Photographer: Tim Boyle/Bloomberg

Cofix Enters Russia With Coffee at Fraction of Starbucks Prices

  • Israeli chain begins international expansion with Moscow site
  • Founder Avi Katz says chain is considering entering U.K. next

Cofix Group Ltd., an Israeli operator of a low-cost coffee chain, began expanding abroad with a cafe in Moscow, seeking to lure Russian consumers with cappuccino at a fraction of Starbucks Corp.’s price amid the country’s worst recession in two decades.

The cafe will sell all its items -- coffee, soft drinks, and food -- at 50 rubles ($0.80) each, Cofix said at in a statement Monday. Starbucks charges 120 rubles for espresso and 245 rubles for cappuccino in Moscow. Cofix is targeting 100 Russian stores by mid-2018 and is considering entering the U.K. market next, founder Avi Katz said.

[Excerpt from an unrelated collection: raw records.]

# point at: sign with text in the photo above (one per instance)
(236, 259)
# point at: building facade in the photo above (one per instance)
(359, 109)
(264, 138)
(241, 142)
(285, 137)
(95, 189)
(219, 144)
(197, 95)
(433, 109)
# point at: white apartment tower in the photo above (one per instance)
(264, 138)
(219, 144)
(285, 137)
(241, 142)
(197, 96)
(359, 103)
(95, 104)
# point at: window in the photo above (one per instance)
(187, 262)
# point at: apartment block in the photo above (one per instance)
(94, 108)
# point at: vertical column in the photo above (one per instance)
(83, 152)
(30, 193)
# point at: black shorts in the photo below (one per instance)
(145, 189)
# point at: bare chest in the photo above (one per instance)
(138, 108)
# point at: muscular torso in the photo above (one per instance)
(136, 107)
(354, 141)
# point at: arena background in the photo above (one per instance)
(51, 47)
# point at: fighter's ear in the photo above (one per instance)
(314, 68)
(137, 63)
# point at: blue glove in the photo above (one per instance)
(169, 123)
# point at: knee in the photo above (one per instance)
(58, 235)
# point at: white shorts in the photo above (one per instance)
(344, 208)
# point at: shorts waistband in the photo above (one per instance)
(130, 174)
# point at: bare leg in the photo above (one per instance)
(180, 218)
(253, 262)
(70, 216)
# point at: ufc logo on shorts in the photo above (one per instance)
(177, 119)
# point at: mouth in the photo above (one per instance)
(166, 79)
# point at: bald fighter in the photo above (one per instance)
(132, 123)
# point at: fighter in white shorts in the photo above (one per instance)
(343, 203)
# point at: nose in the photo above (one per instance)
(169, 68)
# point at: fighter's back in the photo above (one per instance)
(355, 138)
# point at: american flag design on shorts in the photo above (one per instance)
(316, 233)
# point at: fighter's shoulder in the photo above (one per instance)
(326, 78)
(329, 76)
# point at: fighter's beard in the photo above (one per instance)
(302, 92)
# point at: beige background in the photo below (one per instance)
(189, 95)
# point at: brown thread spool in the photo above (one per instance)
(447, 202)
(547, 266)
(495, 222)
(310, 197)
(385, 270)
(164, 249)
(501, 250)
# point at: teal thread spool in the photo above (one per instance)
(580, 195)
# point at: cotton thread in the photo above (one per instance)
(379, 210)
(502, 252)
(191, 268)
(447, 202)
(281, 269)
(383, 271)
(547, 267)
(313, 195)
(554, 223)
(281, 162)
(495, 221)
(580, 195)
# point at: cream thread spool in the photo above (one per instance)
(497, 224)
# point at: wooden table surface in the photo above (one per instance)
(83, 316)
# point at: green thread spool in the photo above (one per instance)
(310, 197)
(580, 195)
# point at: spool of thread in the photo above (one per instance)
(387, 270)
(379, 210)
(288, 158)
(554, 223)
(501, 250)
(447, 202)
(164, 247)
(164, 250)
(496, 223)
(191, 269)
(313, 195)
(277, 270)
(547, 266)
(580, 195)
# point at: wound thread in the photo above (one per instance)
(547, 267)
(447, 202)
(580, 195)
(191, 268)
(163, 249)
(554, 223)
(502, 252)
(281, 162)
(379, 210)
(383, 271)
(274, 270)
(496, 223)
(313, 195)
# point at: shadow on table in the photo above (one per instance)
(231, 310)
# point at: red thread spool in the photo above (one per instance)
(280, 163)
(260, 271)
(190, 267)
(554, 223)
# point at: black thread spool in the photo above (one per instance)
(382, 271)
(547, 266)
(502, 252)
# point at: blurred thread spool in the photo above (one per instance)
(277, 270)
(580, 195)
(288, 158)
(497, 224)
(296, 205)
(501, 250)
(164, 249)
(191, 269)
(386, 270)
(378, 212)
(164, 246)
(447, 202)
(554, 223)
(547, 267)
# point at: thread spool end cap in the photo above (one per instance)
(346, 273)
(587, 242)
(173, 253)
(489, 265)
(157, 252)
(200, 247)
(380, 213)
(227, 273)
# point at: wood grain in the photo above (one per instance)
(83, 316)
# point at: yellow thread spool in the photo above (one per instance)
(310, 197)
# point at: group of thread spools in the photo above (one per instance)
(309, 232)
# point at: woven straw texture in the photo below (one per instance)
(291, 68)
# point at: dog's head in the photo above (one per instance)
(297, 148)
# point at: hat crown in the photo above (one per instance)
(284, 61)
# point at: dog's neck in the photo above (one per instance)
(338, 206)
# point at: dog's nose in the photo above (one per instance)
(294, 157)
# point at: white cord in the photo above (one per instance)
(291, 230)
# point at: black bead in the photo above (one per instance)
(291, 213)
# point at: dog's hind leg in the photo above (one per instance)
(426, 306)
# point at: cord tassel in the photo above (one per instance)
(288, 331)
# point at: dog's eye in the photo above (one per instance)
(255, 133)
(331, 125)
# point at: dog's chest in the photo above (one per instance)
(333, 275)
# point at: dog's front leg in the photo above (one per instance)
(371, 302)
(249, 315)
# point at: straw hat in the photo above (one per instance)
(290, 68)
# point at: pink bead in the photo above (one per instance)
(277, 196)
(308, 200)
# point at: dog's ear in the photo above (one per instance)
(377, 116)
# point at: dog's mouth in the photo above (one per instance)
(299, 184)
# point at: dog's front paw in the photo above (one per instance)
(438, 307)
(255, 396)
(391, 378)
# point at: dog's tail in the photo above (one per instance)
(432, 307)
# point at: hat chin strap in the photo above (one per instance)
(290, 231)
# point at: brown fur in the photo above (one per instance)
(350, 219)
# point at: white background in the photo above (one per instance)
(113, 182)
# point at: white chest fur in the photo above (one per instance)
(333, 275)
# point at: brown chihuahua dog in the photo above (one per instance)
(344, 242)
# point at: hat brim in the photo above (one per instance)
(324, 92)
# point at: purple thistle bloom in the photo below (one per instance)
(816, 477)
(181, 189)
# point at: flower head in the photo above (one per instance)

Since the Tel Aviv-based company was created in 2013, the chain has grown to 152 shops in Israel, disrupting rival coffee shops and sparking a price war. The discounter has picked Russia as its first market for expansion because rental costs have plummeted and consumers have become more price-sensitive amid high inflation, Katz said.

“In Russia, it costs 20 rubles to make a cup of coffee at home, while most coffee shops are offering it at about 200 rubles: this is probably the widest difference in the world,” Katz said in an interview in Moscow. “I am bringing in the new market, so that people who used to drink coffee only at home can afford it in a cafe.”

Unlike Starbucks, which offers armchairs where customers can sit and work for hours, Cofix focuses on coffee on-the-go and has limited seating. The number of coffee shops in Russia is increasing 10 percent this year, driven by mid-sized and takeaway chains, according to researcher Allegra World Coffee Portal Ltd., which estimates the market is worth more than $1 billion. 

Katz said he sees potential for as many as 1,000 shops in Russia within five years, including franchises.